Koalition: Rot und Schwarz: "Sehr heftiger Konflikt"

Koalition. Gutachten der ÖVP für U-Ausschuss erzürnt die SPÖ. Sie will es nicht anerkennen. Die Verhandlungen könnten sich ziehen.

WIEN (oli). "Es war auf jeden Fall ein sehr heftiger Konflikt", erzählt SP-Klubchef Josef Cap. Mehr wolle er dazu nicht sagen. Die "Kleine Zeitung" hatte sogar berichtet, dass die rot-schwarzen Verhandlungen "knapp vor dem Abbruch" gestanden seien.

In der ersten Runde der wieder aufgenommenen Koalitionsverhandlungen hatte die ÖVP der SPÖ am Mittwoch ein Gutachten des Verfassungsdienstes des Kanzleramts vorgelegt: Laut diesem müsse die Finanzmarktaufsicht im Banken-U-Ausschuss keine Akten vorlegen. Die SPÖ schäumte.

Cap skizziert folgenden zeitlichen Ablauf: Am 14. November habe Wolfgang Schüssel ein von ihm selbst in Auftrag gegebenes Gutachten vom Verfassungsdienst erhalten. Am 17. November habe Schüssel Alfred Gusenbauer im Vier-Augen-Gespräch vorgeschlagen, die Prüfbarkeit der FMA mittels Gutachten klären zu lassen.
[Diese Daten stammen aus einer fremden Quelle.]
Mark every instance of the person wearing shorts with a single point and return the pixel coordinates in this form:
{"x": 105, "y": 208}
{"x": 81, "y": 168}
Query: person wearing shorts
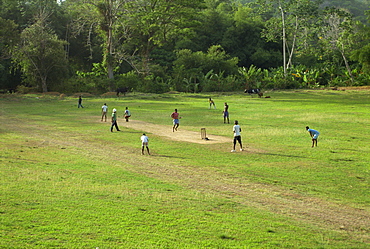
{"x": 175, "y": 119}
{"x": 104, "y": 110}
{"x": 114, "y": 120}
{"x": 144, "y": 143}
{"x": 237, "y": 136}
{"x": 127, "y": 114}
{"x": 226, "y": 113}
{"x": 314, "y": 135}
{"x": 211, "y": 103}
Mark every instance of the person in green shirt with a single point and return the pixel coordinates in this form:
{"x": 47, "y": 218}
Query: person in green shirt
{"x": 114, "y": 120}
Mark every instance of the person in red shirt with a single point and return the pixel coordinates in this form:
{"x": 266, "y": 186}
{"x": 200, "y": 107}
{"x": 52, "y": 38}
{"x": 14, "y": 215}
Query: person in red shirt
{"x": 175, "y": 118}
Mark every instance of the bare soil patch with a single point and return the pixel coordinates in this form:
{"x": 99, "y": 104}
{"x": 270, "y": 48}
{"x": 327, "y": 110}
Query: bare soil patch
{"x": 180, "y": 135}
{"x": 315, "y": 211}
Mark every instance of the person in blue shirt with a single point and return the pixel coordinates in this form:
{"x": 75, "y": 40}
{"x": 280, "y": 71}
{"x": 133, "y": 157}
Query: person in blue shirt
{"x": 314, "y": 135}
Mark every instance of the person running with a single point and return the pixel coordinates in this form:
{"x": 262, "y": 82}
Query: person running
{"x": 237, "y": 137}
{"x": 114, "y": 120}
{"x": 104, "y": 110}
{"x": 175, "y": 118}
{"x": 226, "y": 113}
{"x": 80, "y": 102}
{"x": 211, "y": 102}
{"x": 314, "y": 135}
{"x": 127, "y": 114}
{"x": 144, "y": 143}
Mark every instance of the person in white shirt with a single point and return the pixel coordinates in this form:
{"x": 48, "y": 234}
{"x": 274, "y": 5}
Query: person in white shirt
{"x": 104, "y": 110}
{"x": 237, "y": 137}
{"x": 127, "y": 114}
{"x": 144, "y": 143}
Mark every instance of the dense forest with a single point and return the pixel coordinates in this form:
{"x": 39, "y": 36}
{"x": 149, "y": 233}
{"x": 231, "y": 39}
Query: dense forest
{"x": 157, "y": 46}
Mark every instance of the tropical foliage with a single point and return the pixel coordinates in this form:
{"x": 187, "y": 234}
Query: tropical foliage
{"x": 192, "y": 46}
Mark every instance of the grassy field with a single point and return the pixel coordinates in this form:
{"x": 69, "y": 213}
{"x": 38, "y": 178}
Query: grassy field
{"x": 66, "y": 181}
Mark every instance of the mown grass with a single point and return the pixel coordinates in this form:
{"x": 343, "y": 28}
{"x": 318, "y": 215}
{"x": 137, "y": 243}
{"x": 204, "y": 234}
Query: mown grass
{"x": 67, "y": 182}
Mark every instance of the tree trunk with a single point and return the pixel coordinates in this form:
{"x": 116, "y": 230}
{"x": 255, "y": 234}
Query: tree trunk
{"x": 44, "y": 85}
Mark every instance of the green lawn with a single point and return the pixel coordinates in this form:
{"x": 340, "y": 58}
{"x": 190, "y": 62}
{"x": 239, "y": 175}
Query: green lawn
{"x": 66, "y": 181}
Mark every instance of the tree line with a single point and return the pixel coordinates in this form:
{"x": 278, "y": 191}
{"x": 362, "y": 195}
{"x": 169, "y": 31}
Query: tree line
{"x": 157, "y": 46}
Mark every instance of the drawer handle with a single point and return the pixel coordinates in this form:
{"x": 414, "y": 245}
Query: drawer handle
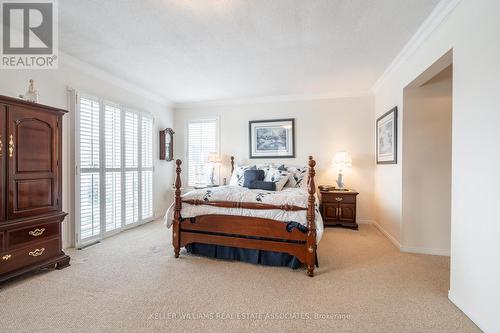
{"x": 37, "y": 252}
{"x": 11, "y": 146}
{"x": 37, "y": 232}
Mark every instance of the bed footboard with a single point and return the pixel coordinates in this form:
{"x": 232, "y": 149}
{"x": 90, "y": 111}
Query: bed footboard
{"x": 247, "y": 232}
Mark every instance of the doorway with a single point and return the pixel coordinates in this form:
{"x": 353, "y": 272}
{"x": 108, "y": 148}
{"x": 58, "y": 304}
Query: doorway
{"x": 427, "y": 156}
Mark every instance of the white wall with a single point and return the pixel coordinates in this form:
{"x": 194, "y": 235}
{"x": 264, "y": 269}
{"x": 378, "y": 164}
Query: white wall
{"x": 472, "y": 31}
{"x": 426, "y": 224}
{"x": 322, "y": 128}
{"x": 52, "y": 85}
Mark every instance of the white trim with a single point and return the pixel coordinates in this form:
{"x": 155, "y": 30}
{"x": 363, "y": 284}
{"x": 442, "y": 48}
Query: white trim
{"x": 272, "y": 99}
{"x": 474, "y": 317}
{"x": 388, "y": 235}
{"x": 424, "y": 250}
{"x": 68, "y": 60}
{"x": 436, "y": 17}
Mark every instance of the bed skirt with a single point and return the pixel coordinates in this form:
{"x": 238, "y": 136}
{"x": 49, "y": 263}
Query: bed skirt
{"x": 267, "y": 258}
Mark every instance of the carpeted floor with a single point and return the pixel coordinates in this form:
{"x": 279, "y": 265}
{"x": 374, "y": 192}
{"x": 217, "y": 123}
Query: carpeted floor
{"x": 132, "y": 283}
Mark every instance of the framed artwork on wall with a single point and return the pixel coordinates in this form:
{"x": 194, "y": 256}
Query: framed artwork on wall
{"x": 387, "y": 137}
{"x": 272, "y": 138}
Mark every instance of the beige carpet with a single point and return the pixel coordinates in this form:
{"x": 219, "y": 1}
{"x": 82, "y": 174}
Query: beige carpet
{"x": 132, "y": 283}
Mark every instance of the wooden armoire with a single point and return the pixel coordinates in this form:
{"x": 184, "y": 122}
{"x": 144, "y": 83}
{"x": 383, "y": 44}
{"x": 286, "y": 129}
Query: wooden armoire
{"x": 30, "y": 188}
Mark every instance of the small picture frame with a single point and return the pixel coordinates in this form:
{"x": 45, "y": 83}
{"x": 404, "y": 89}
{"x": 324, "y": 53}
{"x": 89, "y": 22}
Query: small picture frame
{"x": 272, "y": 138}
{"x": 387, "y": 137}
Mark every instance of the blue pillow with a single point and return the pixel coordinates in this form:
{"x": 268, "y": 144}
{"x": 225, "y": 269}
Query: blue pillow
{"x": 261, "y": 185}
{"x": 251, "y": 176}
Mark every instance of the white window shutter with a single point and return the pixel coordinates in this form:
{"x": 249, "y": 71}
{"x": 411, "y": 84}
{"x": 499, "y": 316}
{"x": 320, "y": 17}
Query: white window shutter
{"x": 202, "y": 140}
{"x": 147, "y": 167}
{"x": 112, "y": 144}
{"x": 115, "y": 182}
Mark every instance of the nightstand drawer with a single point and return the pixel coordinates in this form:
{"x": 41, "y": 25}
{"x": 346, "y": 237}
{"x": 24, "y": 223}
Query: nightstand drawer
{"x": 337, "y": 198}
{"x": 330, "y": 211}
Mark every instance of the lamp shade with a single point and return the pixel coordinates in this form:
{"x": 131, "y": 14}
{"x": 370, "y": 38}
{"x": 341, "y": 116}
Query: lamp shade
{"x": 342, "y": 160}
{"x": 213, "y": 158}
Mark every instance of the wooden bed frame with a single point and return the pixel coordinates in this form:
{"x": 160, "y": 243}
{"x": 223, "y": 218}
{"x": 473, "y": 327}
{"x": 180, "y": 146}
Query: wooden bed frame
{"x": 247, "y": 232}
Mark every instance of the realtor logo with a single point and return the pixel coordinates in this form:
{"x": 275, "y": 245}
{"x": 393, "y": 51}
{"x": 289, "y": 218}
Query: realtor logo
{"x": 29, "y": 34}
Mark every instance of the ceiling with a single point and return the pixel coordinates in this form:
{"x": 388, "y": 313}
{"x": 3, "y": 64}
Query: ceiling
{"x": 200, "y": 50}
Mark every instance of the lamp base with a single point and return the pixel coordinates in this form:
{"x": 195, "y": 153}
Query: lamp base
{"x": 340, "y": 182}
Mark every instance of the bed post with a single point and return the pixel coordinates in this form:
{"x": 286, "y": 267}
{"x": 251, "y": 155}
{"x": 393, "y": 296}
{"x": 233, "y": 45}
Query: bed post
{"x": 311, "y": 234}
{"x": 176, "y": 239}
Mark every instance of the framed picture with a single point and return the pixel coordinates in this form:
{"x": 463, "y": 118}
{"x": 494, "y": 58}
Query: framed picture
{"x": 387, "y": 138}
{"x": 272, "y": 138}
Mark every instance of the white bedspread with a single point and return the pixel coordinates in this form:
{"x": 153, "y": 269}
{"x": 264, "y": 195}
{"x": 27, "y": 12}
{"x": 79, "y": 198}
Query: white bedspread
{"x": 291, "y": 196}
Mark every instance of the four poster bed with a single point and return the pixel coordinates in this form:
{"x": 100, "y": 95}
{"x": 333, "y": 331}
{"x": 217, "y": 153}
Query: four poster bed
{"x": 202, "y": 219}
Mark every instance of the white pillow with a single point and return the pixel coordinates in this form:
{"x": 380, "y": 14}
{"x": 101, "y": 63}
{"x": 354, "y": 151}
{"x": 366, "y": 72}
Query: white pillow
{"x": 238, "y": 176}
{"x": 280, "y": 178}
{"x": 300, "y": 175}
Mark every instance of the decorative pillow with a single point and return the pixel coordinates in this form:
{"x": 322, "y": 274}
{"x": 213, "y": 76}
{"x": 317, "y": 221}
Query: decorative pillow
{"x": 238, "y": 176}
{"x": 262, "y": 185}
{"x": 278, "y": 177}
{"x": 299, "y": 175}
{"x": 250, "y": 176}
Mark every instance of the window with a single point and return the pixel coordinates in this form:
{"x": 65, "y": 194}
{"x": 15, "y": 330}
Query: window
{"x": 202, "y": 140}
{"x": 115, "y": 163}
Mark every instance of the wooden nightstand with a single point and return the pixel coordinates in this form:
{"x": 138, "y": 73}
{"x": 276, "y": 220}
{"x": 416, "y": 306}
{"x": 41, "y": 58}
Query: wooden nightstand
{"x": 338, "y": 208}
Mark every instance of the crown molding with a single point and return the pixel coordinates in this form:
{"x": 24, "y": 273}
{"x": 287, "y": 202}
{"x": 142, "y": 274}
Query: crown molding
{"x": 68, "y": 60}
{"x": 436, "y": 17}
{"x": 272, "y": 99}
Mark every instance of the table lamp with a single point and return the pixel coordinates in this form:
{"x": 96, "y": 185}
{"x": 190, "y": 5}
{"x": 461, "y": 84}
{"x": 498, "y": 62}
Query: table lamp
{"x": 341, "y": 161}
{"x": 213, "y": 159}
Tatsächlich findet sich in der Gusenbauer-Schüssel-Vereinbarung vom 17. 11. der Punkt: "Der Umfang des Prüfungsauftrages dieses U-Ausschusses soll durch den Kanzleramts-Verfassungsdienst und den Legislativ-Dienst des Parlaments klargestellt werden." Vorgestern wurde das Kanzler-Gutachten der SPÖ dann präsentiert.

VP-Klubchef Molterer meint dazu im "Presse"-Gespräch: Das Gutachten sei auf Basis der gemeinsamen Erklärung angefordert worden. Davon, dass Schüssel das Gutachten schon seit 14. November in Händen halte, wisse er nichts. Das Klima in den Verhandlungen sei jedenfalls ausgezeichnet. "Es hat eine gute, in die Tiefe gehende Diskussion gegeben."

Das Gutachten des Legislativ- Dienstes des Parlaments ist übrigens noch ausständig.

Für Cap ist es jedenfalls unvorstellbar, dass das Schüssel-Gutachten reale Folgen haben wird: "Dass die Kontrollierten den Kontrolloren keine Unterlagen geben müssen, ist untragbar." Die FMA sei verpflichtet, alle Akten vorzulegen. Alles andere sei undenkbar. "Das wird so auch nicht stattfinden." Es sei daher leicht möglich, dass sich wegen der Querelen in den U-Ausschüssen, in denen "sehr gewissenhafte Arbeit" geleistet werde, die Regierungsbildung verzögere. Es könnte weit länger als bis Weihnachten dauern.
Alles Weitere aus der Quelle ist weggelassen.